Namibia on Monday took delivery of 23 ancient pieces of jewelry, tools and other objects pillaged during colonial rule, and returned as an indefinite loan from Germany.
The return of the artifacts is part of a project to encourage rapprochement between the two nations.
“All the artifacts were collected during the Germany colonial era from different Namibian communities,” said the Museum Association of Namibia chairwoman, Hilma Kautondokwa.
The returned items were taken mostly between the 1860s and the early 1890s, she said.

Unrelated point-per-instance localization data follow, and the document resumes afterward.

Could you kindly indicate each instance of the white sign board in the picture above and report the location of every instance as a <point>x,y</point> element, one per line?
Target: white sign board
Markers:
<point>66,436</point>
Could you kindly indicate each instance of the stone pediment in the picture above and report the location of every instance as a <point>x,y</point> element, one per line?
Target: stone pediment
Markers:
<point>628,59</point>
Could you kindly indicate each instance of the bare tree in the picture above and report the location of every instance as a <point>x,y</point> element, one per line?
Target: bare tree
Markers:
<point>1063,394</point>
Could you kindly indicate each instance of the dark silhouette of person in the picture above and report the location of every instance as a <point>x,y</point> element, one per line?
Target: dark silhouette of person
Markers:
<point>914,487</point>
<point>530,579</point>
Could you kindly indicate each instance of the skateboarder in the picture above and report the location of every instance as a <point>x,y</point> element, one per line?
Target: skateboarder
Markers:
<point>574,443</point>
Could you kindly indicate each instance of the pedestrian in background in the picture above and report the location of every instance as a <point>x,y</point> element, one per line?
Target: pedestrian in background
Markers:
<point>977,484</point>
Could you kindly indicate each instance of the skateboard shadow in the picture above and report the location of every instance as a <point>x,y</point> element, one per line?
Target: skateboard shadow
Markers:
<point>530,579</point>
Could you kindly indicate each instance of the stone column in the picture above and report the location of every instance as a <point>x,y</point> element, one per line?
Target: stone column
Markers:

Hundreds of other objects remain in Germany.
The items were handed over to the National Museum of Namibia by the Germany’s Ethnological Museum of the Prussian Cultural Heritage Foundation.
They were immediately put up for public exhibition and will be available to local academics for research.
In May 2021, Germany acknowledged it had committed genocide in colonial-era Namibia and promised 1 billion euros ($1.07 billion) in financial support to descendants of the victims.
Activists have rejected the offer as insufficient for the atrocities that have poisoned relations between Namibia and Germany for decades.
The return of the 23 artifacts came after three years of talks between Berlin’s Ethnological Museum and the National Museum of Namibia.
Activists in Namibia have also questioned why Germany opted to loan the looted artifacts as opposed to simply handing them back.
The Prussian Cultural Heritage Foundation president, Hermann Parzinger, gave a “guarantee… that these objects will stay in Namibia.”
The return of the artifacts is the latest move in response to mounting calls in Africa for Western countries to hand back colonial spoils from their museums.